Шеин обернулся, посмотрел в другую сторону. Улицы города-крепости были в этот час пустынны: все, кто не нес службу на стенах, отсыпались. Дымки вились и здесь, но их было меньше, и казались они жидкими, тонкими. Приказ жестко экономить дрова вынуждал людей подтапливать свои жилища совсем понемногу.
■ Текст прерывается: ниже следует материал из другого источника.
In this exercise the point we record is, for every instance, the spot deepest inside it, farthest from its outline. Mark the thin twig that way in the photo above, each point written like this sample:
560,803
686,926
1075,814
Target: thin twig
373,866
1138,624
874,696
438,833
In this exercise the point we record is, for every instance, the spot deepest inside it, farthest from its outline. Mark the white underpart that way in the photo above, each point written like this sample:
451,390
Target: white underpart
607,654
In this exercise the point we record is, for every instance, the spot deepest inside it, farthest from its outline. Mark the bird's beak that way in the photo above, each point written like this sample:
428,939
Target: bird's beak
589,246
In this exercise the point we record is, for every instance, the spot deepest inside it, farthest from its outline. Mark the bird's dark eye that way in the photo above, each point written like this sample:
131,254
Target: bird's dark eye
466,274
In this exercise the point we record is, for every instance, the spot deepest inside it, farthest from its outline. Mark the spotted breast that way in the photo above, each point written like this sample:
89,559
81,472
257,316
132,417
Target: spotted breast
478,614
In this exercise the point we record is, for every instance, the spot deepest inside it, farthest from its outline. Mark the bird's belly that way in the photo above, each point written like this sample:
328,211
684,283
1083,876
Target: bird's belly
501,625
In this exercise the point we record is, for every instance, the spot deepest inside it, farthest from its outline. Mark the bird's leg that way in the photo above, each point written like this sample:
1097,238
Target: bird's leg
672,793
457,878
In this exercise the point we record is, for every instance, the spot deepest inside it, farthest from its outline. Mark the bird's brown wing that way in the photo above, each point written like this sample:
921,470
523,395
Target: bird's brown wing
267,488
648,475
Несколько темных фигур — женщины, закутанные в платки, тянулись в сторону Днепровских ворот. Там оставалось единственное торжище, на котором можно было купить хлеб. Опасаясь, что в преддверии зимы те, кто побогаче, скупят все зерно, Шеин распорядился своим указом продавать в одни руки не больше смоленского четверика[85] в день. Кроме того, продажа хлеба была запрещена в частных домах. За торговлей зерном, по приказу воеводы, наблюдал смоленский таможенный голова.
Но не вся крепость была ранним утром безлюдна и молчалива. В утренней тишине со стороны стрелецкой слободы доносился лязг стали о сталь, слышались возгласы, а порой — смех. Михаил посмотрел туда и улыбнулся. Неутомимый Фриц Майер, только что сменившийся со стражи (ему стали доверять и ночные посты), не отправился спать, а по уговору собрал на плацу человек двадцать стрельцов, так же свободных в этот час от службы, и вовсю упражнялся с ними, показывая, как управляться с алебардой.
Ее выпросил у Фрица на вылазку один стрелец и убедился: как ни похожа заморская штуковина на наш бердыш, обращаться с нею надо умеючи. А оружие, между тем, грозное — оборониться от такого тоже уметь надо. На приступах ландскнехты наотмашь разрубали алебардой древко бердыша и потом легко доставали защитника крепости острием.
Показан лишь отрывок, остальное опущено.